Net worth is calculated by subtracting liabilities from assets, and many companies have a net worth that does not reflect their value to an acquiring company. Startup software development companies, for example, often have zero net worth. High growth companies also often have lower net worth because their profits are used to expand their market footprint rather than buy hard assets.
If your company pays, say, $5 million to acquire the other firm, which has a net worth (assets minus liabilities) of $2 million, your new, after purchase, balance sheet suddenly has a $3 million hole in it. It doesn’t balance.
In order to balance your company’s books, an artificial, accounting asset is created, and for some reason lost in history, it is called “goodwill.” In our example, it might include such things as the value of the acquired company’s completed work, and any patents it held.
The goodwill account doesn’t really have to contain any identifiable assets, though, beyond its value to your company as a key element in your business strategy.
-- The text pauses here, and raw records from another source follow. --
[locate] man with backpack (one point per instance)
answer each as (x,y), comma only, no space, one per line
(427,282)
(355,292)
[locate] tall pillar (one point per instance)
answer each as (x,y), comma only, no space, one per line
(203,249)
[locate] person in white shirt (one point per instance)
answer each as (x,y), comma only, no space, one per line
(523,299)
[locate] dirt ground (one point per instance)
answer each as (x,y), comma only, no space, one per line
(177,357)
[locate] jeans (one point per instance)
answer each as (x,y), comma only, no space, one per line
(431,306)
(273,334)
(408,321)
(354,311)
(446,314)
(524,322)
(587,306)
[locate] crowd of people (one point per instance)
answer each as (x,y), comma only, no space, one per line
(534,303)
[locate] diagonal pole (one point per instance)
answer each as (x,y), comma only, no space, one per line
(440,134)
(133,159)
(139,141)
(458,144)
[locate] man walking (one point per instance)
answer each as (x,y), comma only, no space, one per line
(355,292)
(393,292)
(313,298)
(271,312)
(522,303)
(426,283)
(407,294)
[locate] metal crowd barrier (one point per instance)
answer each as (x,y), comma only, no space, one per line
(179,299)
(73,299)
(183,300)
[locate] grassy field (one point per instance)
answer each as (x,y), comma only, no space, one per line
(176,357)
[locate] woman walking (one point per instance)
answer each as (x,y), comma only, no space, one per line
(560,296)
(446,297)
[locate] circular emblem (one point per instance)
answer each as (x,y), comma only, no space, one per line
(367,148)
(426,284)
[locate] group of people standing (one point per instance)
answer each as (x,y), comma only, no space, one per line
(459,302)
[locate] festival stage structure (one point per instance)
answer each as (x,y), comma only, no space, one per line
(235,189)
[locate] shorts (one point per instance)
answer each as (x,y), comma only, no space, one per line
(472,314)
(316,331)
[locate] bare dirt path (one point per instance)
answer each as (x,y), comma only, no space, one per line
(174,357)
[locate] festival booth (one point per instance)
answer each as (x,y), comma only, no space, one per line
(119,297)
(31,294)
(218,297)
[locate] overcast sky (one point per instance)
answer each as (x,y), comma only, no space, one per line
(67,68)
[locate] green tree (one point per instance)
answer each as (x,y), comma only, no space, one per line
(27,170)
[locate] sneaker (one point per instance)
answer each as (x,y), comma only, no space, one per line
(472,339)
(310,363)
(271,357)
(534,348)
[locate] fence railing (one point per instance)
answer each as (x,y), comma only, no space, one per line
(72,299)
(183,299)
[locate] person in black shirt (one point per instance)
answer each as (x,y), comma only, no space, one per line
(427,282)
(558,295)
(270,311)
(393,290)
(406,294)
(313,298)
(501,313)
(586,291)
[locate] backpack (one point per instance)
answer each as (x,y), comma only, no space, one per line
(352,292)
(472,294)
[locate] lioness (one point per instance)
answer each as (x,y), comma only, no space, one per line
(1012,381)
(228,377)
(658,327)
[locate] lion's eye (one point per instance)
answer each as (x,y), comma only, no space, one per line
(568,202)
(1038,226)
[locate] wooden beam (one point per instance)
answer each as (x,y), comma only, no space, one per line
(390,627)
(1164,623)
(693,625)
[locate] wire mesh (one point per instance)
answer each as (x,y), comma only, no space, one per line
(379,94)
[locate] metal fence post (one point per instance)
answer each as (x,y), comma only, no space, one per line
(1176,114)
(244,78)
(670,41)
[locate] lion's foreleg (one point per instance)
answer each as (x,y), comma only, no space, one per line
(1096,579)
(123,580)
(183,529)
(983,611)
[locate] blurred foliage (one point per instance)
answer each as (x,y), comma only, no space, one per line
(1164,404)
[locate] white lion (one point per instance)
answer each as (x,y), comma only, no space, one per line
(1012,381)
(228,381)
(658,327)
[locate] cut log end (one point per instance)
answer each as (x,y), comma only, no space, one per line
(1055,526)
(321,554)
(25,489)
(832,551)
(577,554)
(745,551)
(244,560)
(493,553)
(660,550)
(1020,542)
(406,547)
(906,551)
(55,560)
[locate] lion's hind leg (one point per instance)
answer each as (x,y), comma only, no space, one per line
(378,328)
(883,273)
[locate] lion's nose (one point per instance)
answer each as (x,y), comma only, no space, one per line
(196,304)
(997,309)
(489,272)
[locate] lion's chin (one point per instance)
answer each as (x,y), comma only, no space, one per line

In most cases, including our example, there is a lot of subjective judgment and guessing about the future involved in assigning values to these intangibles.
Satisfying the different parties interested in these intangibles can be a difficult balancing act. Investors, financial analysts, creditors, banks, and the IRS all have different perspectives, but each is keenly interested in how you treat and report goodwill in your financial statement.
Investors should bear in mind that additions to goodwill will reduce a company’s return on assets (ROA) because it increases total assets while leaving earnings unchanged. Goodwill also reduces profitability because it usually has to be amortized over a 15-year period in order to comply with IRS rules.
Among its other problems, the goodwill account suffers from a fundamental difference in perception. CEOs tend to view the payment for an acquisition as a cost of doing business, not a pretend asset. Regulators sometimes view the same account as a potential source of financial finagling and deceptive reporting.
For CEOs, it is important to realize that goodwill is an area that requires specialized knowledge and you should be prepared to manage the experts’ efforts in its accounting, financial reporting, tax, and legal dimensions.
Investors should be aware that goodwill accounts can reveal the costs of a corporation’s growth strategy, and also affect a company’s earnings and profitability. It wouldn’t hurt to take a look at the goodwill account before betting your money on a company’s future.